Julia Schuster, Doris Weichselbaumer,
"?Seine Firma, seine Regeln?: Wie Fraueninteressen in einem Online-Forum zur Legitimierung von Arbeitsmarktdiskriminierung von Kopftuchträgerinnen instrumentalisiert werden"
, in Ingrid Moritz, Birgit Sauer, Asiye Sel: Körperbilder, Körpersymbole und Bekleidungsvorschriften. Zur Repräsentation von Frauen in Werbung, Medien und Sport, ÖGB Verlag, Wien, Seite(n) 201-215, 2020, ISBN: 978-3-99046-380-2
Original Titel:
?Seine Firma, seine Regeln?: Wie Fraueninteressen in einem Online-Forum zur Legitimierung von Arbeitsmarktdiskriminierung von Kopftuchträgerinnen instrumentalisiert werden
Sprache des Titels:
Deutsch
Original Buchtitel:
Körperbilder, Körpersymbole und Bekleidungsvorschriften.
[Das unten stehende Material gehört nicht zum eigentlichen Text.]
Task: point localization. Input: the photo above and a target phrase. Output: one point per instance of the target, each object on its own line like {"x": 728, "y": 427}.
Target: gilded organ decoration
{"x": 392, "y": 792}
Zur Repräsentation von Frauen in Werbung, Medien und Sport
Original Kurzfassung:
Muslimische Frauen, die ein Kopftuch tragen, finden sich auf westeuropäischen Arbeitsmärkten in einem Spannungsfeld des gesellschaftlichen Diskurses über sie wieder. Darin treffen neoliberale Arbeitsmarktlogiken, in denen die Autonomie der Arbeitgeber_innen bezüglich ihrer Mitarbeiter_innenwahl affirmiert wird, auf Debatten über die Selbstbestimmung von Frauen. Weichselbaumers (2016) Studie, die Diskriminierung von kopftuchtragenden Stellenbewerberinnen am deutschen Arbeitsmarkt nachwies, zog auch in Österreich viel Medienaufmerksamkeit auf sich und bewirkte in Folge zahlreiche Diskussionen in online Foren, in denen sich der gesellschaftliche Diskurs über ?das Kopftuch? widerspiegelt. Basierend auf einer Inhaltsanalyse rund 600 solcher online Kommentare zu einem Artikel über Weichselbaumers Studie auf derstandard.at, lassen sich Argumentationslinien nachzeichnen und Ambivalenzen darin identifizieren. Kopftuchtragende Frauen werden doppelt mit der Abwertung von Frauen in Verbindung gesetzt, wobei sie gleichzeitig als Opfer von als auch als Verantwortliche für Unterdrückung wahrgenommen werden: Einerseits wird das Kopftuch als Symbol ihrer Unterdrückung durch patriarchale Strukturen des Islams interpretiert, andererseits wird kopftuchtragenden Frauen unterstellt, sie signalisieren anderen Frauen, die kein Kopftuch tragen, ihre moralische Überlegenheit. Beide Blickwinkel werden zur Legitimierung des Arbeitsmarktausschlusses von Kopftuchträgerinnen herangezogen. Es wird argumentiert, dass österreichische Arbeitgeber_innen Symbole der Frauenunterdrückung in ihren Unternehmen nicht genehmigen und Mitarbeiterinnen ohne Kopftuch vor der moralischen Missbilligung von Kopftuchträgerinnen bewahren sollen. Die Entscheidung darüber, wie mit der (unterstellten) Unterdrückung von Frauen umgegangen werden soll, wird somit in die Verantwortung der Arbeitgeber_innen gelegt. Folglich gilt die Autonomie von Arbeitgeber_innen nicht mehr nur aus wirtschaftlichen, sondern auch aus emanzipatorischen Gründen als schützenswert. In unserem Beitrag zeigen wir anhand der analysierten Kommentare, wie die darin angewandte neoliberale Logik trotz ambivalenter Argumente die Wahrung von Fraueninteressen für die Legitimierung von Arbeitsmarktdiskriminierung von kopftuchtragenden Frauen instrumentalisiert.